Thanks Anna for the example set. I have observed a few things regarding
this issue
The first is that we do not extract the lane # from the read name, only
tile, x-coordinate, and y-coordinate. You can see this in the code here if
you are interested:
https://github.com/broadinstitute/picard/blob/master/src/java/picard/sam/markduplicates/util/OpticalDuplicateFinder.java#L84-L104
Secondly, we also do not retrieve either the barcode information or library
identifier in the read name, since they themselves are not embedded in the
read name. Both barcode and library identifier are also important to
condition upon when searching for optical duplicates, or duplicates in
general.
This brings us to where *do* we expect to retrieve this information? We
use the read group header lines to capture lane, barcode, library, flowcell
(for Illumina) and other information for specific sets or groups of reads.

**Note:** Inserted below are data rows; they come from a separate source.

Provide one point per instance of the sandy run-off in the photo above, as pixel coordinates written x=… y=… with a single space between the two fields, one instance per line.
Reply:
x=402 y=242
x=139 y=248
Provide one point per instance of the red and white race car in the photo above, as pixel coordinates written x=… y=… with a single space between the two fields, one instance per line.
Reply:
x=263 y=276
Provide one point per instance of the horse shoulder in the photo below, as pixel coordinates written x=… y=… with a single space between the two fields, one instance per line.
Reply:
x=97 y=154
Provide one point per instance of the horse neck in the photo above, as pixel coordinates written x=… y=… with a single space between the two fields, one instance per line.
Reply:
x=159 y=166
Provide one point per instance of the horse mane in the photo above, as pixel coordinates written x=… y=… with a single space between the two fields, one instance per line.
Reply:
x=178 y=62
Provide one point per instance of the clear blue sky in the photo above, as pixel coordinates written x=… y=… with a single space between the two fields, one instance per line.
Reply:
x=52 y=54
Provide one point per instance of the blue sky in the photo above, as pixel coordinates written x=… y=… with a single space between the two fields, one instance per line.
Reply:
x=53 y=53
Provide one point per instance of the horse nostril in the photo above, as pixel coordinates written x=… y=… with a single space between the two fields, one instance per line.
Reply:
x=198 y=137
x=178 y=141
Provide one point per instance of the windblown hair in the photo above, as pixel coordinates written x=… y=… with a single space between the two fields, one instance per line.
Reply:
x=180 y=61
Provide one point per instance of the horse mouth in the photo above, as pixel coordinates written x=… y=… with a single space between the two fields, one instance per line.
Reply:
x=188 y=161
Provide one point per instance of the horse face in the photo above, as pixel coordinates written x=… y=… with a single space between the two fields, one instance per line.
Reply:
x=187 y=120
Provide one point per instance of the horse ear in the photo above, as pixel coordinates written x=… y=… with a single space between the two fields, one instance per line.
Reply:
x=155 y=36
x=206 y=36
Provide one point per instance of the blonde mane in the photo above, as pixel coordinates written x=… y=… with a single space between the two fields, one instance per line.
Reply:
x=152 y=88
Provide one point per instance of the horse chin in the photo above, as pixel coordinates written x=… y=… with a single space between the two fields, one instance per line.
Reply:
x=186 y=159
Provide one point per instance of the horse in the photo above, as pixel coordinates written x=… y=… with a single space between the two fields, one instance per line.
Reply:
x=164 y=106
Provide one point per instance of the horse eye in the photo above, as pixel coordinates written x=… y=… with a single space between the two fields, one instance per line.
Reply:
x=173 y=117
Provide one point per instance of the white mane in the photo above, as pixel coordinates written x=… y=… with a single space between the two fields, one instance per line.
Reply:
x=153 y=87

If this information is given, which I recommend that as a best practice it
should, MarkDuplicates will behave as you expect. I believe it is much
more robust to annotate these metadata in the header rather than rely on
parsing read names wholly, since read name structures do change, albeit
infrequently.
I would recommend adding read groups to your SAM header within your
pipeline. We use FastqToSam or IlluminaBasecallsToSam to set the read
group appropriately depending on our inputs. In Picard, we also have tools
like AddOrReplaceReadGroups that can help you add read groups prior to
marking duplicates.
Nils
On Thu, Oct 16, 2014 at 3:52 PM, Salzberg, Anna <asalzb...@hmc.psu.edu>
wrote:
> Hi,
>
>
>
> Attached is a very small illustration set.
>
>
>
> Anna
>
>
>
> *From:* Nils Homer [mailto:nho...@broadinstitute.org]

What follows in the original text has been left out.